On October 10, 2017, a few weeks shy of his first birthday, Karson succumbed to his illness, leaving his doting family heartbroken over the loss of their beloved boy.
Wiggins said she relied on her faith and her family as she traversed Karson’s diagnosis, treatment, and passing.
“Praying is the main thing,” Wiggins said. “Love your kids, be there for them. Pray for them, pray with them.”
And Wiggins was never alone. Part of a tight-knit family, she leaned on her parents, Cynthia and Arthur Forrest, and sister, Miefsha Wiggins, and her family at Columbiana United Methodist Church for support.
“My mom [Cynthia Forrest] was there the entire time,” Wiggins said. “She never left our side.”
Forrest said she left her job to be there for her daughter and grandson.
“You have to have a good support system,” Forrest said.
In addition to a successful benefit being held in Karson’s honor at Columbiana, the community followed Karson’s story on social media – sending prayers and well wishes to the family.
“People would come up to [Kierra] and tell her they admired her for what she has been through,” Forrest said.
Wiggins continued, “Some say ‘I don’t think I could do it.’ I didn’t think I could do it either.”
Wiggins said as a way to honor Karson’s memory, she wants to do something to help other families with children battling cancer.
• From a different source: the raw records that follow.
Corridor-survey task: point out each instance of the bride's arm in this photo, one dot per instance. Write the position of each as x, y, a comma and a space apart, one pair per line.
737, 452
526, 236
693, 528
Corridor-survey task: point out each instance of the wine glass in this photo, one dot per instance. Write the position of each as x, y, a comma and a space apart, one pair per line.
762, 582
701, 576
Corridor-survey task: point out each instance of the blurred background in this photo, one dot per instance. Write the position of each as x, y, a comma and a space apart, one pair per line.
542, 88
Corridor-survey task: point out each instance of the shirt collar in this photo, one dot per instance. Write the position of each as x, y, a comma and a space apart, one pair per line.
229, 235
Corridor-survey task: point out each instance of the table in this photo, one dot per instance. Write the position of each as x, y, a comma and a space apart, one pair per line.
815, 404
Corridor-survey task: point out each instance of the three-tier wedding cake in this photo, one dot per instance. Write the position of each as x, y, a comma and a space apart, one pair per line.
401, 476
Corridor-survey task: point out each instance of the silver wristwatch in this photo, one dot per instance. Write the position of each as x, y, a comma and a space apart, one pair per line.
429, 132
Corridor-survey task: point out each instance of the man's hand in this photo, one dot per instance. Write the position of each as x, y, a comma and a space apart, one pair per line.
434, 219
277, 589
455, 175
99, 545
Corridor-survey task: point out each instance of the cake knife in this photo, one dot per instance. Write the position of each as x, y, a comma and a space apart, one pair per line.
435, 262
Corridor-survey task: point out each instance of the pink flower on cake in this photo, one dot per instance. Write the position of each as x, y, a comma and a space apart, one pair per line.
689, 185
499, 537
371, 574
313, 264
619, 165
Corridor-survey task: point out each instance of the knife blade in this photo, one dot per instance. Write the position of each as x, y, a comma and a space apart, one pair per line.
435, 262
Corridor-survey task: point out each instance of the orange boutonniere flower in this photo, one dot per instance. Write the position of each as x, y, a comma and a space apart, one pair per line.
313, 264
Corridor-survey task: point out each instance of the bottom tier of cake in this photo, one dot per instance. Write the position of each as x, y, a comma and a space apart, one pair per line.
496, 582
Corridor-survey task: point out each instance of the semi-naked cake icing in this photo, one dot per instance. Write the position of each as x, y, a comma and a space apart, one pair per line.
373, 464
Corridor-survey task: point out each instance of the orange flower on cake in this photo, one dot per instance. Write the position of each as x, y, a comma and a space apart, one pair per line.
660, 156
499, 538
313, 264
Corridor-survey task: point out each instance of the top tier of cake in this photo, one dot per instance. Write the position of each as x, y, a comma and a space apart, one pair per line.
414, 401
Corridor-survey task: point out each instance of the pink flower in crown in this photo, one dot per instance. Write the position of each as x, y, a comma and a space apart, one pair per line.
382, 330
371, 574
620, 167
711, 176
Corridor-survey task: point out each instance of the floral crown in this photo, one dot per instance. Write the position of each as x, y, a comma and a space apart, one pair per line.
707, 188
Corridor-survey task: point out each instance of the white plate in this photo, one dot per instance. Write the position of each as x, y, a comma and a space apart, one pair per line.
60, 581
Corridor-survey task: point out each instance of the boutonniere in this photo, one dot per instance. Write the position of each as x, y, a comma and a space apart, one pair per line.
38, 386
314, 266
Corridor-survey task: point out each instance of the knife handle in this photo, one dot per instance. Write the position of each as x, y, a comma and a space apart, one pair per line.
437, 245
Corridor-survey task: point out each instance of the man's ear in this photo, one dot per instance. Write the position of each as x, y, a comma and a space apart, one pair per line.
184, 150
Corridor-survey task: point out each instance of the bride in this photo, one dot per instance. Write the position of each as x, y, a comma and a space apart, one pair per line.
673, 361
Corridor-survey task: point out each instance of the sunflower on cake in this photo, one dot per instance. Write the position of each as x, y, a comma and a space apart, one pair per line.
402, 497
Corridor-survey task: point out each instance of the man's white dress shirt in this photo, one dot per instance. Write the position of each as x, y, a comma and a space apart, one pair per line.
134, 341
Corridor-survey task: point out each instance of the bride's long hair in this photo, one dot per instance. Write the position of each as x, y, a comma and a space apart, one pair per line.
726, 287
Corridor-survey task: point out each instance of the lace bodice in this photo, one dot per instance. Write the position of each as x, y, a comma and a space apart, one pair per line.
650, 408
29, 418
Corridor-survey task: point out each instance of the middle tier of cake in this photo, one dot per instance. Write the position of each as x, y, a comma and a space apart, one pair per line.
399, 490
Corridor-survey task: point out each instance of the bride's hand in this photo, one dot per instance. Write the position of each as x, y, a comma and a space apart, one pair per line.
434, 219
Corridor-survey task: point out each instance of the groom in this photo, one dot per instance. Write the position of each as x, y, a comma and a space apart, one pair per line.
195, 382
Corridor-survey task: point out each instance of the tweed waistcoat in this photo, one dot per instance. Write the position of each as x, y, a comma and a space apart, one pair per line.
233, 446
“My sister, Miefsha Wiggins, is working on getting a foundation started,” Wiggins said. “Elijah’s Way... to support families going through childhood cancer.”
Wiggins also said she and her family will always support St. Jude and its partners who assist the many patients and their families. She said they participate in the Childhood Cancer Walk, the first time in honor of Karson and now in his memory.
While at St. Jude, Wiggins and her family were comforted by the doctors, nurses, and staff who cared for Karson. She said many still keep in touch with the family today.
While staying at the Ronald McDonald House near the hospital, Karson was entertained with magic shows and even a meet and greet with Superman. The activities were a welcomed relief from every other day spent receiving some sort of treatment at the hospital.
“Ronald McDonald had a Superhero Day,” Wiggins remembered. “We got shirts made with ‘Super Karson’ on them.”
Looking back, Wiggins said she sees how smart and strong Karson was as he was battling the disease.
“[The doctors] told us he didn’t have long, but he lasted six months.”
Forrest agreed, “He was stronger than any of us.”
Wiggins said it took her some time to be able to tell Karson's story without becoming emotional. However, that taught her a valuable lesson.
“You never know who is going through what,” Wiggins said.
According to St. Jude Children’s Research Hospital, 175,000 children 14 and under are diagnosed with cancer each year. In fact, it is the leading cause of death by disease past infancy for U.S. children. However, thanks to medical advancement, more than 80 percent of childhood cancer patients are long-term survivors, with around 420,000 childhood cancer survivors living in the United States.